On his charge state debt leads, according to information from banking sources, to its quick decision Eurostat how to sign up for guarantees which were provided by the Greek state in the context of securitization red loans“Hercules”.
The information indicates that the majority of respondents from Eurostat, regarding the methodology to be followed in the case of Greece and Italy in this matter, were in favor of the original position of Eurostat, i.e. calculating the entire amount of debt from the very beginning. . The position of Greece, which was reportedly supported by the European Central Bank in conjunction with the Bank of Greece, was to count the debt only on the amount that is confiscated each time, at the time of the confiscation, and not to advance. According to Eurostat, the registration should be done in advance, because the risk that the Greek state takes on individuals is great, since it guarantees 90% of the bonds, senior bonds.
It is not known if the €18.3 billion guarantee, a 9 percentage point charge, will be added to the debt immediately, or if it will be done after the securitization packages are settled one by one. According to a recent publication by AXIA Research, the burden will be only 5 billion euros.
The picture will become clearer in the coming days as Eurostat releases what it calls a manual, a manual on how these debt guarantees should be calculated.
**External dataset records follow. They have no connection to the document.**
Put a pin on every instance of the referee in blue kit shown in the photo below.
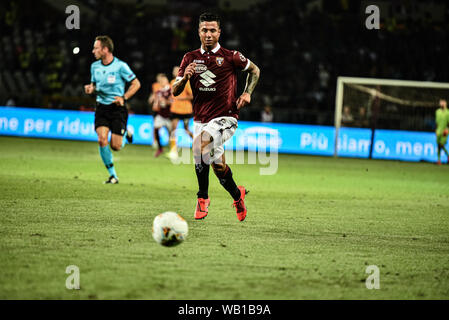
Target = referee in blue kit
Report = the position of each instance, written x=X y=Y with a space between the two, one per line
x=108 y=78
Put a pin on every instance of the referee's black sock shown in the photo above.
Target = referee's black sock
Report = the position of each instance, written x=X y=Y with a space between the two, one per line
x=228 y=182
x=202 y=174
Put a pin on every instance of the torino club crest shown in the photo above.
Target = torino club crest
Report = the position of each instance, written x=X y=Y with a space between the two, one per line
x=219 y=61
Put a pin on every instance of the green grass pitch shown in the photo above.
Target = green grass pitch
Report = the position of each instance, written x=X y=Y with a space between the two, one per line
x=311 y=231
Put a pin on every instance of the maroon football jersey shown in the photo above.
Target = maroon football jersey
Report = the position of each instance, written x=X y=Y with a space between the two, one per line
x=162 y=98
x=214 y=84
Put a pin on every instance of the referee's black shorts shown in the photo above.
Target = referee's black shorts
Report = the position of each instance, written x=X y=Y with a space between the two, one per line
x=112 y=116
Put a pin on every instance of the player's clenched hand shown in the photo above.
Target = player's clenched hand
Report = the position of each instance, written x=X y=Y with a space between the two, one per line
x=189 y=71
x=119 y=101
x=243 y=100
x=89 y=88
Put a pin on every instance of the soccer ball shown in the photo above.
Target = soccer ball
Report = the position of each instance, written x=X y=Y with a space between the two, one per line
x=169 y=229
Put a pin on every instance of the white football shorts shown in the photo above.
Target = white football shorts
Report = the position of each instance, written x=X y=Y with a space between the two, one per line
x=221 y=129
x=160 y=121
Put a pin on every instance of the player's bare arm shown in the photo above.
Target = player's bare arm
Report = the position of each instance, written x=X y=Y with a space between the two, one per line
x=251 y=82
x=179 y=85
x=135 y=85
x=89 y=88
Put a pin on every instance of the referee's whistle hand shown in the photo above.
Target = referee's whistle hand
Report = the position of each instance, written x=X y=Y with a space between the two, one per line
x=119 y=101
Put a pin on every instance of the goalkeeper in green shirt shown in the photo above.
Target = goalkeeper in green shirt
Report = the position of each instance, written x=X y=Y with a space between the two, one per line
x=442 y=120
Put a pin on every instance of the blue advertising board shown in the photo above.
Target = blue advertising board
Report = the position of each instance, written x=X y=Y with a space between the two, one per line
x=253 y=136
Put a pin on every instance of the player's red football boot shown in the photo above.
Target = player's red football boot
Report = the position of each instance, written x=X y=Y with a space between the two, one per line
x=239 y=205
x=158 y=153
x=202 y=208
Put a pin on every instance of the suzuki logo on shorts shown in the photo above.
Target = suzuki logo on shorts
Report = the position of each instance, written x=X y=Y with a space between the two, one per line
x=207 y=78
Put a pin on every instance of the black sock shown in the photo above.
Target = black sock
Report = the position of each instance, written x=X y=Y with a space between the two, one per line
x=226 y=180
x=202 y=174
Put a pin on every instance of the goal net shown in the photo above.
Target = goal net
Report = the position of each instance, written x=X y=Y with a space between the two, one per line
x=386 y=104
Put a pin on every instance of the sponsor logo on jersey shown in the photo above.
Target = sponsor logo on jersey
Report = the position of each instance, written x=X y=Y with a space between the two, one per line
x=200 y=68
x=207 y=78
x=219 y=61
x=111 y=79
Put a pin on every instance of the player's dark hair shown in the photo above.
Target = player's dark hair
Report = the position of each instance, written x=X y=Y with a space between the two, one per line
x=106 y=41
x=209 y=16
The upcoming Eurostat decision is not expected to be positive for Greece, banking sources say.
The Greek side objected to these negotiations ex post facto, as “Hercules” passed through the European authorities without raising any questions. Eurostat, in order to come to a conclusion, requested the opinion of the competent European authorities, statistical offices and central banks.
However, the government argues that even if the debt is burdened by the entire amount, that is, by about 9 percentage points of GDP, essentially nothing changes, since this debt does not earn interest, to the extent that it is not canceled. In fact, in ODDIX they have already factored in a 40% discount over the next 6 years in the debt sustainability analysis that markets are refreshing.
At the same time, the grace period that servicers had to pay on bonds to the Ministry of Finance ends in 2023. They are reportedly geared towards asking for a 6 month extension as their income is not moving particularly well.
In any case, public debt is estimated to fall this year to 169.1% of GDP from 193.3% in 2021, so even if it is burdened by 9 percentage points, thanks to Hercules, it will remain well below last year. level. However, the “gift” of high inflation in the form of debt reduction as a percentage of GDP will be largely lost.